Writing saved my life

Growing up I didn’t have a voice. By my early teens I showed little emotion except anger, because inside I felt broken. For a long time, never being able to verbalise what I was going through, I used self-harm as a way to release the intense emotions I held deep inside.
At about twelve or thirteen years old, I remember being at one of my lowest points. One night, at home alone, I was sitting in my room stoned and bleeding out after a self-harming session. In a daze from the weed and possibly the blood loss, I glanced over for my spliff in the ashtray and noticed a blue biro within all the clutter and cannabis paraphernalia. I don’t know where the thought came from, but an inner voice told me to pick up the pen and find a scrap of paper…
It was mad, I literally can’t explain what gave me the idea to write that night – I wasn’t one for school and had already been kicked out of mainstream education by then – but nevertheless, I went with the thought and just started writing down the words that I was feeling at that moment… To my surprise it felt good, really good. It was another form of release!
So, this new writing thing became part of my self-harming ritual. After I would cut, I would write… I started off jotting down angry words, until eventually I began structuring poems. My poetry was pretty dark; the content varied from childhood trauma, the criminal activities I was involved in with my gang at the time, and drug taking. Yeah, I wrote a lot of poems about how I loved to get high. Years later, many of my party drug poems were peppered with humour and were a lot lighter in tone.
Anyway, writing those poems gave me a sense of empowerment, ownership over the things that had happened to me, and counterbalanced my self-loathing. It got to the point where I would come home after several nights out and the first thing I would do was lock myself away in my room and pick up my pen and pad and write. I’d even postpone cutting some nights because my desire to get words on the page became so strong.
At around fifteen I was done with men, my life experiences had shown me that, other than my Dad, no other man could be trusted! In my eyes, older men were creepy predators, and boys in their teens and twenties were violent potential rapists. I obviously do not feel like that today and have many wonderful male friends and family members in my life, but as I say, back then I was damaged and, to me, men weren’t shit!
This could possibly explain why I began to turn my attention to girls. Did my loathing for men turn me gay? Who knows? My wife believes people are born gay; I’m not so sure and question whether my early experiences moulded my sexuality. I always fancied girls even before I understood what that meant, so maybe I would’ve been bi? God knows! Regardless, I’m a fully-fledged lesbian these days and wave the flag with pride!
Before I was proud, I was ashamed. My mum is Jamaican and I knew back then she didn’t agree with homosexuality. Plus, the girls that I rolled with at the time were quite homophobic. I thought it best not to share the same-sex feelings I had, at least not until I understood what those feelings meant myself… So I wrote them down.
Poems and short stories, just for me. Poems about girls I’d seen, and maybe taken a liking to. Stories about happy lesbian characters I’d make up, living proud and in love… Those stories helped me feel hopeful and transported me to a happy place when I read them back. If my memory serves me correctly, this is the first time I began to think of plot and creating other characters in different worlds from my own.
Fast forward, seventeen years old and I finally came out in my world! It was a major turning point in my young life. As expected, my mum wasn’t overly impressed and many of the girls I hung around with didn’t take the news well, but by then I couldn’t care less. Ultimately, I distanced myself from the road life and entered the black London gay scene, and my god, ha! Those were some of the happiest years of my young gay life.
But no matter how much I had fallen in love with my new life, I couldn’t stop my other, negative vices, and not only did I find worse, more harmful ones, I fully committed myself for the next couple of years to a downward spiral. I won’t go into detailing the depravity of where my addictions took me, but I will say that through it all the only place I found solace was in my writing. Over time it became my therapy!

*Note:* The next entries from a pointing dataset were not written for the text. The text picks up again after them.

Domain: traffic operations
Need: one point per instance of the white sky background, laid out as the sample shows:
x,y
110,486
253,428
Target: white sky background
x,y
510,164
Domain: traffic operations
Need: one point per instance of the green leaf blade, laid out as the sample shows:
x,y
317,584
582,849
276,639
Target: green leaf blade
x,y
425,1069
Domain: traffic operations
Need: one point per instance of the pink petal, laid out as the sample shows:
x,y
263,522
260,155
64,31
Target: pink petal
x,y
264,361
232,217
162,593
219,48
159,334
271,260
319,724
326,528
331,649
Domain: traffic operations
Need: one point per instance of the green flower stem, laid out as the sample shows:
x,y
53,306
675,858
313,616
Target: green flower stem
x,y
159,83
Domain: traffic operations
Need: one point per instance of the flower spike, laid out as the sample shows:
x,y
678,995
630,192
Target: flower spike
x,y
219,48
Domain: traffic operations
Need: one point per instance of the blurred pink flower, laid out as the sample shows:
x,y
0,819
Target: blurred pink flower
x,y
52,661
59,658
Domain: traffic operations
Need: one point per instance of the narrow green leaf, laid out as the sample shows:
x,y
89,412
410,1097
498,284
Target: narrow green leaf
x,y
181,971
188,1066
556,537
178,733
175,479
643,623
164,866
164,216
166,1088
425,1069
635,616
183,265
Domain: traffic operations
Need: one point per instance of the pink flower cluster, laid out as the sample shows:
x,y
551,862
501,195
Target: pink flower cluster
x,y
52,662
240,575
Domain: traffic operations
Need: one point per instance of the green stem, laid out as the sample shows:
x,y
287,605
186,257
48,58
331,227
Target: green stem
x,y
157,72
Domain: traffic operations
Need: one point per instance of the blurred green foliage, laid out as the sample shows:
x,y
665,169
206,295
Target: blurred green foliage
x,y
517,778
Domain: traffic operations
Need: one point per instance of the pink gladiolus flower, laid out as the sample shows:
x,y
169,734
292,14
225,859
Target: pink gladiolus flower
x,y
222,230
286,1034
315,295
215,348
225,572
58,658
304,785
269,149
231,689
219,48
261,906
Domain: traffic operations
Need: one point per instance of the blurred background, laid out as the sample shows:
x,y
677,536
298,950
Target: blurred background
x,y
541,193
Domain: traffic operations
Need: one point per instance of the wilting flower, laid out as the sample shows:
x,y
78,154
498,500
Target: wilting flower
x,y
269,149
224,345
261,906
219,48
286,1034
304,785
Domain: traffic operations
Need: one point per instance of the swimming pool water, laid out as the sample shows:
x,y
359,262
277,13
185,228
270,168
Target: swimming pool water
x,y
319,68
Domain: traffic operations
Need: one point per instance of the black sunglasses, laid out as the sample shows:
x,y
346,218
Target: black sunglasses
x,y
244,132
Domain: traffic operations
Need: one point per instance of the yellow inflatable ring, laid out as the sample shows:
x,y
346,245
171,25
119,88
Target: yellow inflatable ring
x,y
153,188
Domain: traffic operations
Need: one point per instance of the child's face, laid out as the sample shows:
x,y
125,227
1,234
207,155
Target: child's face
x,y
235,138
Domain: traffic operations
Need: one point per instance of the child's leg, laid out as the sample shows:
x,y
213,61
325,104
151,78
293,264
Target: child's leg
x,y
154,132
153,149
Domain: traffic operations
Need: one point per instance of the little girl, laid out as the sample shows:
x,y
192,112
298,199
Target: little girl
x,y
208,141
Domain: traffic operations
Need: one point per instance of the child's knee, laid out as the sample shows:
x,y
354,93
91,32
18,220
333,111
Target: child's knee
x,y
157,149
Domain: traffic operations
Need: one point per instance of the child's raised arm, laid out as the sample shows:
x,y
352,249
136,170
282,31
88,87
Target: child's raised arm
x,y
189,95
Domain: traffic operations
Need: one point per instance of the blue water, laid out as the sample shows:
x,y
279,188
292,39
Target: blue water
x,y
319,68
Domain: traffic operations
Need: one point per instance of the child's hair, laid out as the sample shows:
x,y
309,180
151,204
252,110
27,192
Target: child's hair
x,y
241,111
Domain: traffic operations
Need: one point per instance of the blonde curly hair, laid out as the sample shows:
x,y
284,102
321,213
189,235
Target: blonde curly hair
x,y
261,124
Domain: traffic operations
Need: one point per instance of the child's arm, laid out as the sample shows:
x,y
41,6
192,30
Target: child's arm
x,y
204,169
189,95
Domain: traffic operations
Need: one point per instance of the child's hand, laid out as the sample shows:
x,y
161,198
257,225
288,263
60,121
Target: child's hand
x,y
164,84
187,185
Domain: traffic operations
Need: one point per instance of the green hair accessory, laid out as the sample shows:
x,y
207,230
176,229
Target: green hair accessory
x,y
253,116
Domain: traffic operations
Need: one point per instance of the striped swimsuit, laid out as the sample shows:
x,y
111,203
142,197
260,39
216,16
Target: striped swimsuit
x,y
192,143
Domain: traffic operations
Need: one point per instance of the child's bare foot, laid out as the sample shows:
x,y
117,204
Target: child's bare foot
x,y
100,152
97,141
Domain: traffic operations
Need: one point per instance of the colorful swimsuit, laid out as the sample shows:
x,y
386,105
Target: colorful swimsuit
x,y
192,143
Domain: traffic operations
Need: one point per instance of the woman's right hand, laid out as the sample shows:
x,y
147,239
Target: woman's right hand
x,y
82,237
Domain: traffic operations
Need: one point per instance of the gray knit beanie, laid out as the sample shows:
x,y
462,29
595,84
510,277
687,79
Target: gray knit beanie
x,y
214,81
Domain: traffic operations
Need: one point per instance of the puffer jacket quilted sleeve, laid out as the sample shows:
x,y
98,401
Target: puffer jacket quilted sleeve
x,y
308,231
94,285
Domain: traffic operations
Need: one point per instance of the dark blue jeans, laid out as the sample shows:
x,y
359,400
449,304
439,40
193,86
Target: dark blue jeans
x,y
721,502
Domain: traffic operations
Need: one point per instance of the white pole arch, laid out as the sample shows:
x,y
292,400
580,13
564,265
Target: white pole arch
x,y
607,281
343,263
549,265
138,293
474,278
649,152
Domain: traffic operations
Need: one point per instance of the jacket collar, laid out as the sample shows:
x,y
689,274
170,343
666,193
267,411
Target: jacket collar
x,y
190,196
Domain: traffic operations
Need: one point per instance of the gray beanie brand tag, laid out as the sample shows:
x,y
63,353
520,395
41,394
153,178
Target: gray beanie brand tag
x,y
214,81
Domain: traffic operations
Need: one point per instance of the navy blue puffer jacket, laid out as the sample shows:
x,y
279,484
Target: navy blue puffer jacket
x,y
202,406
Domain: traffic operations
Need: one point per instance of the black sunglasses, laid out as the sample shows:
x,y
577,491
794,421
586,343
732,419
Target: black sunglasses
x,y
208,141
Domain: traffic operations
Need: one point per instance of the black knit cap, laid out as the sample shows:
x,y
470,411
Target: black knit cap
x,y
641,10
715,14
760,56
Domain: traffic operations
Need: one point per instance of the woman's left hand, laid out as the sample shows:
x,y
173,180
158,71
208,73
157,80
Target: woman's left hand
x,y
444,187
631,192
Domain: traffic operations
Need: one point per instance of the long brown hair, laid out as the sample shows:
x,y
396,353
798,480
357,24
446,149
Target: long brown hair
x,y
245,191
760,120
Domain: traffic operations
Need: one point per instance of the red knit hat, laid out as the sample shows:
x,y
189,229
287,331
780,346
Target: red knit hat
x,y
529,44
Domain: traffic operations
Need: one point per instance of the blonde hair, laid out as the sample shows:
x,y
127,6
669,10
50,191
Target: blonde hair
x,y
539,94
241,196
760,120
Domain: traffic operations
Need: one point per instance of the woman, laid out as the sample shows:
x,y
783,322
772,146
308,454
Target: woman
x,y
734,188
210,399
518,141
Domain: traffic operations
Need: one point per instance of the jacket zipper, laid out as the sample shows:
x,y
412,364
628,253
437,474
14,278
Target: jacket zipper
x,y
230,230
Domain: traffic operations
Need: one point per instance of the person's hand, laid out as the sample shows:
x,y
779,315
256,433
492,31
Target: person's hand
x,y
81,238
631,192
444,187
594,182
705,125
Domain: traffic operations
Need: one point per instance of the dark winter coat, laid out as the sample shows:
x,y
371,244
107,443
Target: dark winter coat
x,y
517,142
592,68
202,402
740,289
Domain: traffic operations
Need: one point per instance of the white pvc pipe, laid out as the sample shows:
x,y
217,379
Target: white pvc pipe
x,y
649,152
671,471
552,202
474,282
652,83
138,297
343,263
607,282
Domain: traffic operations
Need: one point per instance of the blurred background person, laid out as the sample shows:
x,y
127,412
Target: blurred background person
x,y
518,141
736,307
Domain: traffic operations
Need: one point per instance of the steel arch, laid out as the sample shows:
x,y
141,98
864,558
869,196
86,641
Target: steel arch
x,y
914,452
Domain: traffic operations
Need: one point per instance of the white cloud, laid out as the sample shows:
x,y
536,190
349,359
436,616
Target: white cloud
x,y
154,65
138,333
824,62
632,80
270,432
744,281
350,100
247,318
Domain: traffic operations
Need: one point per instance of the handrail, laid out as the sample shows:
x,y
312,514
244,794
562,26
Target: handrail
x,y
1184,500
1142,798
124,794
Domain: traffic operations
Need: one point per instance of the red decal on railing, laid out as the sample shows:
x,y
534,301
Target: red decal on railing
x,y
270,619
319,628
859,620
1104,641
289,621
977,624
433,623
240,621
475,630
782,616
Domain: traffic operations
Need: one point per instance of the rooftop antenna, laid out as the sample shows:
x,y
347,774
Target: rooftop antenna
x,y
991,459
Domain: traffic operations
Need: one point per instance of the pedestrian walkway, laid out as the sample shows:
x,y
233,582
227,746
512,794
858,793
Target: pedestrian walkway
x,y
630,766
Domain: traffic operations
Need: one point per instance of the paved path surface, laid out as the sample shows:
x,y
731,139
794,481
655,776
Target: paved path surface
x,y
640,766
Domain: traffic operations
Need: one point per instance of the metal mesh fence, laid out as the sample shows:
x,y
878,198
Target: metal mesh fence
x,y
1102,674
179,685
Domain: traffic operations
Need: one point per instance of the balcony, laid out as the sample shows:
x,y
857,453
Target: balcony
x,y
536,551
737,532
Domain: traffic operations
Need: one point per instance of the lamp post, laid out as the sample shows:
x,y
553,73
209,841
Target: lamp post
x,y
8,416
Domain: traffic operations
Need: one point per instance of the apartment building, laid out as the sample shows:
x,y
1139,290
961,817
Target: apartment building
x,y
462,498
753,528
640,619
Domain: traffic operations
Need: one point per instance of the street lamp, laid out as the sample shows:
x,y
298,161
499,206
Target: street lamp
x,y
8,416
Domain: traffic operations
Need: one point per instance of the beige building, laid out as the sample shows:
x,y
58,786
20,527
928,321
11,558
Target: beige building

Fast forward again to twenty-one and I was fortunate enough to get a place in a rehab in the countryside. I moved away from London for the first time in my life and took steps to change… Ultimately, I grew up. I made it through the darkness and got my shit together, resulting in my re-educating myself as a mature student, enrolling in college and, years later, university.
Side note, I was diagnosed with dyslexia in my second year of university, which finally made my difficult early school years make sense to me. Nevertheless, I completed my degree with first-class honours – I’ve added that little nugget in because I’m super proud. Also, if someone like me can do it, anyone can!
Basically, I evolved, just like my writing – from poems to short stories, to character-driven monologues, plays and now, today, writing for film and TV, which I love and feel blessed to do as a job. I am grateful for my life experiences, good and bad, because they have given me a depth of emotional experience that I can put into the characters I create. In the past I wrote to escape; today I write because telling stories and being able to express human experience in words gives me a sense of purpose.